L’Algérie a récemment signé un accord de coopération militaire avec la Mauritanie. Un acte qui, à première vue, semble s’inscrire dans une logique de renforcement des relations bilatérales. Mais à y regarder de plus près, cet accord — dont le contenu reste soigneusement dissimulé — ressemble davantage à une opération de communication destinée à redorer l’image d’une diplomatie en perte de vitesse, qu’à un véritable tournant stratégique.
Depuis plusieurs mois, l’Algérie navigue en eaux troubles. Conflits ouverts ou larvés avec le Maroc, tensions persistantes avec la France, relations rompues avec l’Espagne, crise de confiance avec le Mali… autant de fronts qui ont mis Alger dans une position d’isolement inquiétant. Dans ce contexte, l’accord avec Nouakchott semble davantage répondre à un besoin urgent de “respiration diplomatique” qu’à une volonté sincère de construction partenariale.
La question se pose donc : la Mauritanie est-elle réellement en train de basculer dans le camp algérien ? Rien n’est moins sûr. Fidèle à sa politique de neutralité active, Nouakchott a toujours évité de s’aligner sur les querelles régionales. L’absence du président Ghazouani au mini-sommet tripartite (Algérie, Tunisie, Libye) en mars 2024 à Alger est d’ailleurs un signal clair de prudence stratégique. La Mauritanie veut rester un acteur de dialogue, non un pion dans une lutte d’influence.
Certes, la coopération militaire avec l’Algérie peut se justifier par l’instabilité grandissante au Mali, dont les effets se font sentir jusqu’aux frontières mauritaniennes et algériennes. Mais cette coordination sécuritaire ne saurait être interprétée comme un alignement politique, encore moins comme un revirement diplomatique.
Dans les faits, Alger avait surtout besoin d’un signal à usage interne. Montrer qu’elle n’est pas complètement isolée, qu’elle peut encore signer des accords, faire des annonces, accueillir des ministres. C’est là le cœur du message : “nous sommes toujours influents”. Pourtant, cette logique court-termiste ne résout rien.
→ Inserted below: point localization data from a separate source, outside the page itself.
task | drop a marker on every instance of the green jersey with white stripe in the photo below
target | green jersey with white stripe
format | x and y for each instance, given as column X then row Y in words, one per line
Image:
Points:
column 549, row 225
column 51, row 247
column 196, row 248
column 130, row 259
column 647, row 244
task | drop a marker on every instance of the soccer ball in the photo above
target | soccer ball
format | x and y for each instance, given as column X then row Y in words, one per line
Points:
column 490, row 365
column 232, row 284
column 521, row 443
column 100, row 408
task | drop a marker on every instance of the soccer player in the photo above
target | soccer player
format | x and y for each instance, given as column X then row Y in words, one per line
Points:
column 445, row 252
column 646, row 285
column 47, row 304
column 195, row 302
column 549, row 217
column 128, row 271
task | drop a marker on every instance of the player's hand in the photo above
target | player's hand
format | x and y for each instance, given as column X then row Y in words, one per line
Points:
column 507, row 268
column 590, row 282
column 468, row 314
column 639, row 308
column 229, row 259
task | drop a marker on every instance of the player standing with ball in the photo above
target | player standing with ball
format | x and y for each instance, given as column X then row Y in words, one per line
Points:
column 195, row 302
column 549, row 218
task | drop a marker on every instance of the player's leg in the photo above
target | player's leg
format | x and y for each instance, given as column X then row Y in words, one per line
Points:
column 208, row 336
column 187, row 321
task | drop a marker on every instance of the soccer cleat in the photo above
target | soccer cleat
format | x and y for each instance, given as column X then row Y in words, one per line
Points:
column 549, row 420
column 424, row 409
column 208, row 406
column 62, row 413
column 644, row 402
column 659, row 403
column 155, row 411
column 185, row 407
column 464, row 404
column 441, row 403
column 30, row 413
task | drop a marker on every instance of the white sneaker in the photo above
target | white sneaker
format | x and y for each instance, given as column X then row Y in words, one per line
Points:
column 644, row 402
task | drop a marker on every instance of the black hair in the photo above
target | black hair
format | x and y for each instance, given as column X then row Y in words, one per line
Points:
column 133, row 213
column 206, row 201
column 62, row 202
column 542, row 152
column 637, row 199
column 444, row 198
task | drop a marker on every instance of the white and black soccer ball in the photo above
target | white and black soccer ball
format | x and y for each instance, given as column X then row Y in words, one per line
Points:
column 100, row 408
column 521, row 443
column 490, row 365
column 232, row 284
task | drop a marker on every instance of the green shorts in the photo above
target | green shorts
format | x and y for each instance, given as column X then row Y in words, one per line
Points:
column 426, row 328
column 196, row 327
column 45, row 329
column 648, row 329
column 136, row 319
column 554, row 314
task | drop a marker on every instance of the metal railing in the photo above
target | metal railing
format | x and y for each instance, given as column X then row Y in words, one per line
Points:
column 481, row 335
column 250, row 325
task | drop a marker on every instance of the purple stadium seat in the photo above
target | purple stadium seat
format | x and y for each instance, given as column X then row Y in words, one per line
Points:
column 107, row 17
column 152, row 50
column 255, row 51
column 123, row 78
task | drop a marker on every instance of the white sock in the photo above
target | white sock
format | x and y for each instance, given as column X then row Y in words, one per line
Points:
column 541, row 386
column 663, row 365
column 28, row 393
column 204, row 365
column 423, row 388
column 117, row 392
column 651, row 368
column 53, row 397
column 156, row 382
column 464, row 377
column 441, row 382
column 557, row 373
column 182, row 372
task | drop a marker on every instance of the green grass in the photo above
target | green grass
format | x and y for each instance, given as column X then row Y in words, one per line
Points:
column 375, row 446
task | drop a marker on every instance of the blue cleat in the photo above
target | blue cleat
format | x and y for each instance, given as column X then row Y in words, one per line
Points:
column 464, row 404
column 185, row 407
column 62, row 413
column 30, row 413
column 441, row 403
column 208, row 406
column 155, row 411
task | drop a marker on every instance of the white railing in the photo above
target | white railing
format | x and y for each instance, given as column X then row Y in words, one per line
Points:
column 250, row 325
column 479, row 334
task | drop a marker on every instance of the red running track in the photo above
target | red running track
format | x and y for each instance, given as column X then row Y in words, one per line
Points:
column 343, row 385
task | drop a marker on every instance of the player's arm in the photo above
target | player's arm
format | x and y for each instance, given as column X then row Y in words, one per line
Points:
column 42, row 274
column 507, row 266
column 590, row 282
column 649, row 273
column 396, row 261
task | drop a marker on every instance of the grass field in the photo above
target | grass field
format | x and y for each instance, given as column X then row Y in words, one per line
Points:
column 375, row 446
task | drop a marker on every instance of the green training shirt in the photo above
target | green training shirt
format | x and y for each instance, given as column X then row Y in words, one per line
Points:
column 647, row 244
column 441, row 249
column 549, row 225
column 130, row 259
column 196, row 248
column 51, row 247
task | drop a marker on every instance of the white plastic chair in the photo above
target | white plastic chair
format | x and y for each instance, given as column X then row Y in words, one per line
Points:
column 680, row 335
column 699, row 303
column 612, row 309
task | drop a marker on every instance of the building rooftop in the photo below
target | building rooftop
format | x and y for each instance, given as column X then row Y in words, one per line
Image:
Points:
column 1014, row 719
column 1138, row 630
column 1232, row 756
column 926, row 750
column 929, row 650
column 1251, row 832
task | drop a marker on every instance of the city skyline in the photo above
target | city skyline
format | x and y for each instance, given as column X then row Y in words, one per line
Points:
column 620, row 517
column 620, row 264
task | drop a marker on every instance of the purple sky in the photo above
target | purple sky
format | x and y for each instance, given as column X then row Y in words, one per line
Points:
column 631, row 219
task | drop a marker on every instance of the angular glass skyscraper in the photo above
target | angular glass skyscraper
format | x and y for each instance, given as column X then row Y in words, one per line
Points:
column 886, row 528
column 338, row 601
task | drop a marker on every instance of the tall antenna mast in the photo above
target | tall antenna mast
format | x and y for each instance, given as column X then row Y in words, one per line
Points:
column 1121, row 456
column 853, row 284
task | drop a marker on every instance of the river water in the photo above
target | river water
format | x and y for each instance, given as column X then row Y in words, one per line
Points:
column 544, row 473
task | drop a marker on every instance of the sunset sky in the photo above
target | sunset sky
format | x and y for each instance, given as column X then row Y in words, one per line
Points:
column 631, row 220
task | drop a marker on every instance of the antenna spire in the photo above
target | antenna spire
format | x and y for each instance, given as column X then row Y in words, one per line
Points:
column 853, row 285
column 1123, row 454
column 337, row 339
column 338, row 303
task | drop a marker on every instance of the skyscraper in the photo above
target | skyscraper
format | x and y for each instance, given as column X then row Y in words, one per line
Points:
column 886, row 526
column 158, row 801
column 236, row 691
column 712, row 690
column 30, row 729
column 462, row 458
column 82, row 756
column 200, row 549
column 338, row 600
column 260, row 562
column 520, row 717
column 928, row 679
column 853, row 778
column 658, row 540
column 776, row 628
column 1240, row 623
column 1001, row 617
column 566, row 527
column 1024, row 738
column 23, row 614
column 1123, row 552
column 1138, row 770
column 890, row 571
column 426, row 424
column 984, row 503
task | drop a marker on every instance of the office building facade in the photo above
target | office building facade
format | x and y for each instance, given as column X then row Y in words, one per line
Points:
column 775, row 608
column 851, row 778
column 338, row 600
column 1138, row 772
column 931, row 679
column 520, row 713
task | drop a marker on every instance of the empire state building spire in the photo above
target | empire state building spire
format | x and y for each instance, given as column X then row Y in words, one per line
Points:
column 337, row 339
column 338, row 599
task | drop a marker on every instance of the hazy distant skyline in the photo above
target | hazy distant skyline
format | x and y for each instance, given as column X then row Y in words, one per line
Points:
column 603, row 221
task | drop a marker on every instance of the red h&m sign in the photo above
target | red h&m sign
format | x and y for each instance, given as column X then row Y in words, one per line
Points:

Si l’Algérie veut retrouver un rôle central dans la région, elle doit cesser les logiques d’affrontement et de surenchère. Elle doit revoir sa stratégie, notamment envers ses voisins, et cesser de vouloir imposer une lecture unilatérale des équilibres régionaux. La diplomatie ne peut s’improviser sur fond de ressentiment.
La Mauritanie, pour sa part, reste cohérente avec sa doctrine : le dialogue, l’équilibre, et la défense de ses propres intérêts. Elle n’est ni un outil, ni une zone tampon. Et elle a montré, à maintes reprises, qu’elle sait tracer sa propre voie.